Güney Vizyon İttifakı on yaşında. Kurucu yönetim kurulu üyesiyim. Kurumumuzun amaçlarından biri tabandan örgütlenen siyasi çalışmaları desteklemek. Siyahların Güney`de maruz kaldığı zorlukları ve hayatlarını biliyorsunuz. Siyah radikal hareket bugüne kadar içinde bulunduğum bütün hareketlerin merkezinde oldu. Güney Hapishane Birliği'nin idari müdürü olarak liderliğe geldiğimde, yaptığımız ilk şeylerden biri burada, Greensboro, Kuzey Karolina'da bulunan Sevgili Toplum Merkezi (Beloved Community Center) ile bağlantı kurmak oldu. Bir yıl boyunca bir dizi atölye çalışması gerçekleştirdik. ABD Temsilciler Meclisinde siyasi örgütlenme hakkında konuştuğumuzda, bize yol gösteren siyasi kuzey yıldızlarımızı onurlandırdık ve onlara sadık kaldığımızı gösterdik.

Güneyin tarihine baktığımızda siyah ve yerli topluluklara karşı düzenlenen şiddet eylemleri, emeğin örgütlenmesi ve üreme hakları kazanımlarına yönelik baskılarla dolu zor bir geçmişi olduğunu görüyoruz. Fakat aynı zamanda güneyde çok güçlü bir direniş mirası var. Güney'deki örgütler daha özgür bir gelecek için çabalarken sizce geçmişten ne gibi dersler alıyorlar?

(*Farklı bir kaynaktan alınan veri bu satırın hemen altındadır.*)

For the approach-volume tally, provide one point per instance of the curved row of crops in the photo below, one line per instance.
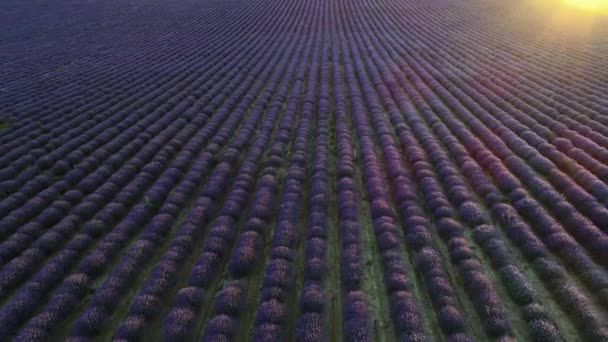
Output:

Sevgili Nelson Johnson ve Joyce Johnson, Kuzey Karolina eyaletinin önde gelen, çok saygı duyduğumuz liderlerinden. Greensboro katliamını gerçekleştiren Ku Klux Klan’a (KKK) karşı mücadele eden isimlerden. Johnsonlar ayrıca Kmart`ta çalışan işçileri ve Kuzey Karolina`da ulaşabildikleri fabrikalardaki işçileri örgütlediler. Johnson çifti bize siyah radikal geleneği hatırlatan isimler. Onlar, sadece Kuzey Karolina'da değil, güneyin her yerinde, pek çok farklı harekete ve hak savunuculuğuna dahil oldular. Ve gerçekten takdir ettiğim bir şeyi hatırlatmak istiyorum. Biliyorsunuz dinin manipülasyonu söz konusu. Rahip Nelson Johnson, kutsal metni özgürlükçü bir perspektifle okuyarak bize kurtuluş ufkunu inançla birleştirerek sundu. Sevgili Toplum Merkezi (Beloved Community Center) ile birlikte çalışmalar yürüten Topluluk Kilisesi bunun en güzel örneklerinden biri.

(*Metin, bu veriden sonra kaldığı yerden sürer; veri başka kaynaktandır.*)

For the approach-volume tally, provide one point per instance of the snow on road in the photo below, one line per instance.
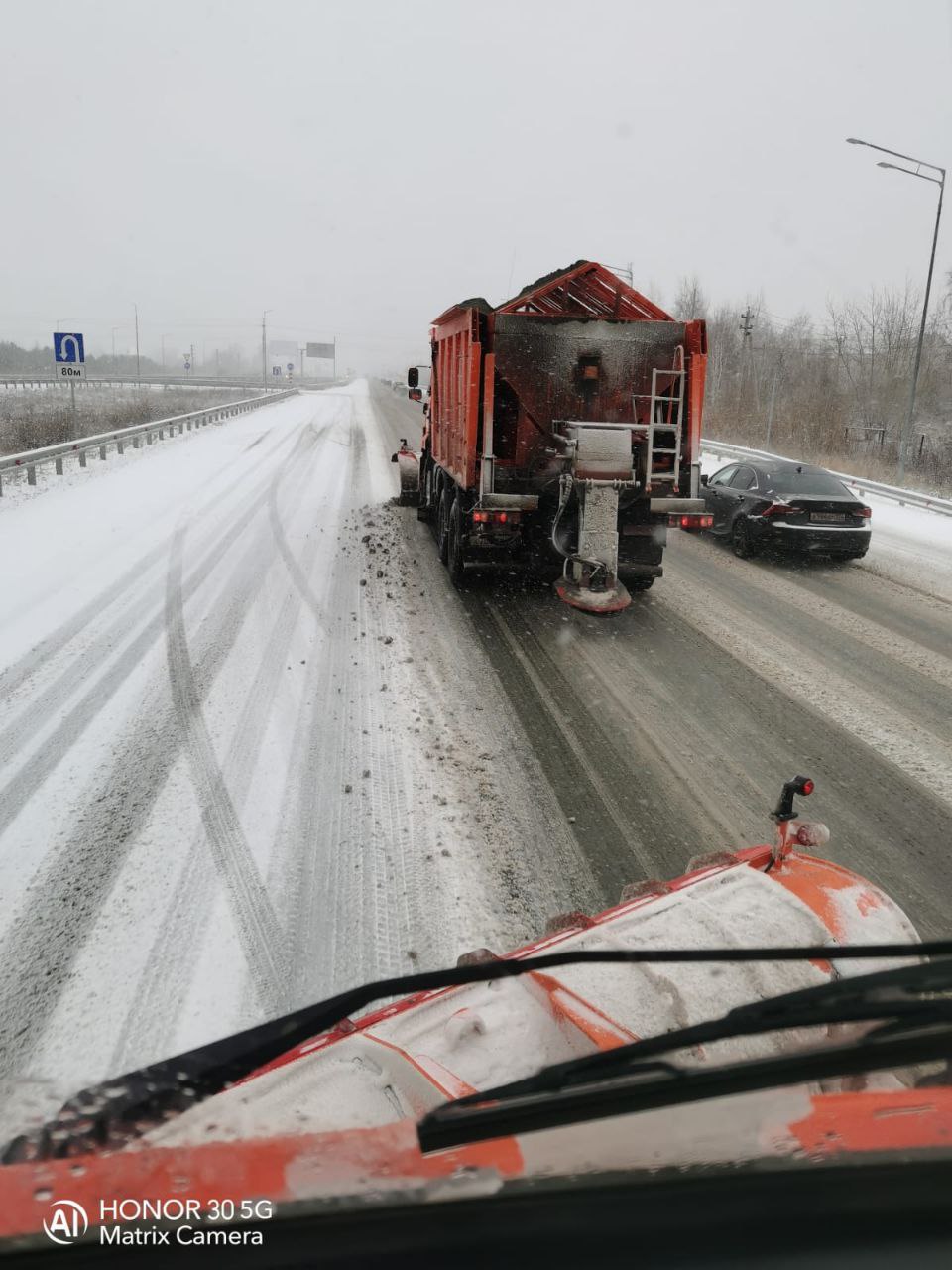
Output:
(232, 778)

Açılış konuşmanızda İç Savaş`ın hiç sona ermediğinden bahsetmiştiniz. İç Savaş hakkındaki yorumunuzu daha ayrıntılı olarak açıklayabilir misiniz?

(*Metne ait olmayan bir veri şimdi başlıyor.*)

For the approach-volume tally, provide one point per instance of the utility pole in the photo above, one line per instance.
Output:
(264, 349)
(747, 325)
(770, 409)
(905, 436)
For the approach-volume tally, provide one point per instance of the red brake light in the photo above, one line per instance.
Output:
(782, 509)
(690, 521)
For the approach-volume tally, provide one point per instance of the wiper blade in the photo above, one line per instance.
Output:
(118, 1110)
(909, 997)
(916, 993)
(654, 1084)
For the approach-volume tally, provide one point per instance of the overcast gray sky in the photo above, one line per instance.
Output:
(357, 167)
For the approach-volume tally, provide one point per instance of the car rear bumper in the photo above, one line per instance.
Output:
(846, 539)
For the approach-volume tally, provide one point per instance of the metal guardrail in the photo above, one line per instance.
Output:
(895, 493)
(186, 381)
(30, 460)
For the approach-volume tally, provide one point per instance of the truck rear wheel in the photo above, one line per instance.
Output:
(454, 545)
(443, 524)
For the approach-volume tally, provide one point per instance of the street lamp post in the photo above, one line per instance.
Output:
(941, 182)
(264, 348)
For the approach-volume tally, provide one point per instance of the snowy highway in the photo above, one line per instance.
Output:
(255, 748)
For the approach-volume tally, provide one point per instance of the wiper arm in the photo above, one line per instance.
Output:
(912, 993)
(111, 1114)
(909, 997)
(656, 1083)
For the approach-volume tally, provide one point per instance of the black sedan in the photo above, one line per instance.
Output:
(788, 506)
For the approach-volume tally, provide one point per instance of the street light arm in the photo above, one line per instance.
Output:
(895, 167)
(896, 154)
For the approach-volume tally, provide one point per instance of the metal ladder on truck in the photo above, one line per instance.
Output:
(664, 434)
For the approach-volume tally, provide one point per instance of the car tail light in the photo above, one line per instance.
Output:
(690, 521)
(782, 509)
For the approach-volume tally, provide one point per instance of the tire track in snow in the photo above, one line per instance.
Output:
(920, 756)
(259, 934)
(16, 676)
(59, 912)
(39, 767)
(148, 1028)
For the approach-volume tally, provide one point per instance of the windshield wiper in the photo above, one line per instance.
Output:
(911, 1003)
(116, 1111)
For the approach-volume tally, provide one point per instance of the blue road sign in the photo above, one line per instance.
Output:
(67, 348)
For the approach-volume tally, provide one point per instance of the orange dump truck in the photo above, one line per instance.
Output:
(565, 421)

Evet İç Savaş hiçbir zaman sona ermedi. Kendimize karşı dürüst olmamız radikal bir dürüstlük eylemi bence. Abraham Lincoln suikastının ardından beyaz ırkın üstünlüğünü savunduğu bilinen Andrew Jackson ülkeyi ele geçirdi. İlk yaptıkları iş, ülkenin birliğine karşı çıkan eski Konfederasyon üyelerine af getirmek oldu. Beyaz ırkın üstünlüğünü savunan yasa yapıcılar, yeniden yapılanma (Reconstruction) sürecinde, Konfederasyon üyelerinin yanında durdular ve KKK`nin kurulmasına zemin hazırladılar. Bu süreç görünmez Güney İmparatorluğu`nu tekrar canlandırmalarını sağladı. İç Savaş'ın ve Konfederasyonun misyonunun hâlâ canlı olduğu konusunda çok netiz. Yeniden yapılanma süreci 1877'de durduruldu. Güney hiçbir zaman yeniden yapılandırılmadı. Ayrıca, bunun yanı sıra hatırlatmak isterim, savaşlar sadece askeriyeyle ilgili değildir; bombardıman ve insanların öldürülmesinin dışında savaşlar psikolojik cephede yapılabilir, ekonomik cephede yapılabilir, biyolojik cephede yapılabilir. Bugün Konfedere devletler olmasa da Konfederasyonun misyonu güneyde hâlâ hüküm sürüyor.

Çevre adaleti mücadelesi, ekolojik krizlerden en çok etkilenen ve beyaz olmayan grupların güneydeki örgütlenmelerinde merkezi rol oluyor. Peki siz küresel çevre adaleti mücadelesinde Amerikan Güney`inin rolünü nasıl görüyorsunuz?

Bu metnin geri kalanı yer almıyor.